Het gaat om de volgende voorwaarden:
• Het systeem moet volgens de richtlijnen van de fabrikant zijn geïnstalleerd en mag
geen afwijkingen hebben;
• Het systeem moet door hiervoor opgeleide mensen zijn geïnstalleerd;
• Het systeem moet ingebouwde vlamboogdetectie hebben, of uit een door de leverancier
goedgekeurde combinatie bestaan;
• Er moet een minimale veilige afstand zijn tussen het systeem (incl. bekabeling) en
brandbare oppervlakten, zoals het isolatiemateriaal dat in veel bestaande stallen
is toegepast;
• Het systeem moet volgens de specificatie en frequentie van de leverancier worden schoongemaakt;
• Na installatie van het systeem dient de vergunninghouder over een opleveringsdocument
te beschikken, waarin wordt verklaard dat aan bovenstaande voorwaarden is voldaan.

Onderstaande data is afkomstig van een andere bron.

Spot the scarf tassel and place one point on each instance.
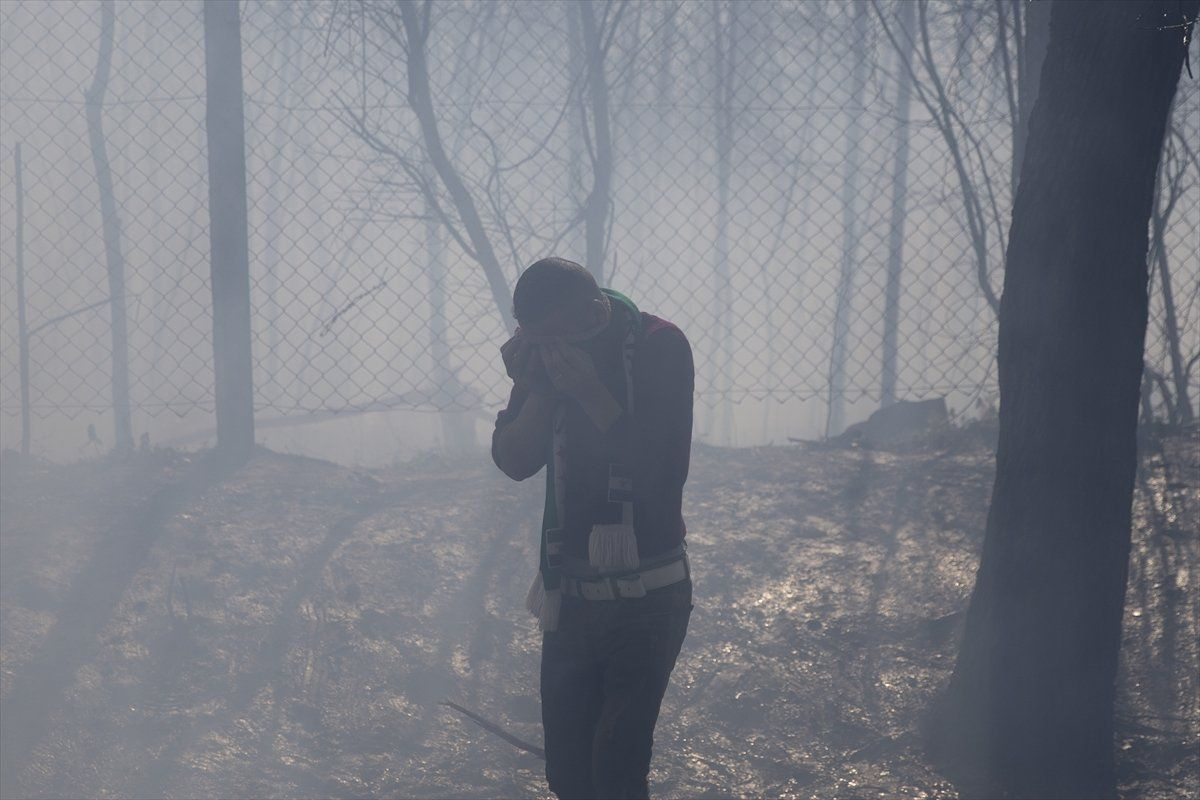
(544, 603)
(613, 547)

Daarnaast geldt specifiek voor het systeem met negatieve ionisatie d.m.v. coronadraden
met 40 emitters per meter (BWL2020.04) dat het systeem voorafgaand aan het opnieuw
aanzetten, gereinigd moet worden. Om storingen bij de systemen te voorkomen, wordt
geadviseerd om de systemen pas na reiniging opnieuw in gebruik te nemen.
Gevolgen van dit signaal
Op het moment dat de hoogspanningstechnieken op de juiste wijze worden toegepast,
conform de voorwaarden die eerder in deze brief zijn genoemd, kunnen pluimveehouders
de technieken weer aanzetten. Daarmee voldoen zij weer aan hun vergunning. Hierop
kan dan weer gehandhaafd worden. Gezien de relatie met de verzekerbaarheid ga ik ervan
uit dat pluimveehouders aan de voorwaarden voldoen, voorafgaand aan het weer aanzetten
van de technieken.
Gevolgen subsidie Sbv-investeringsmodule
De veehouders die in twee eerdere openstellingen van de Sbv-investeringsmodule subsidie
hebben ontvangen voor het toepassen van deze technieken heb ik gelijktijdig met het
uitgaan van deze Kamerbrief over deze maatregelen geïnformeerd. Met het treffen van
mitigerende maatregelen, zijn er geen gevolgen voor de verleende subsidie. Leveranciers
hebben aangegeven dat de systemen waarschijnlijk al aan deze voorwaarden voldoen.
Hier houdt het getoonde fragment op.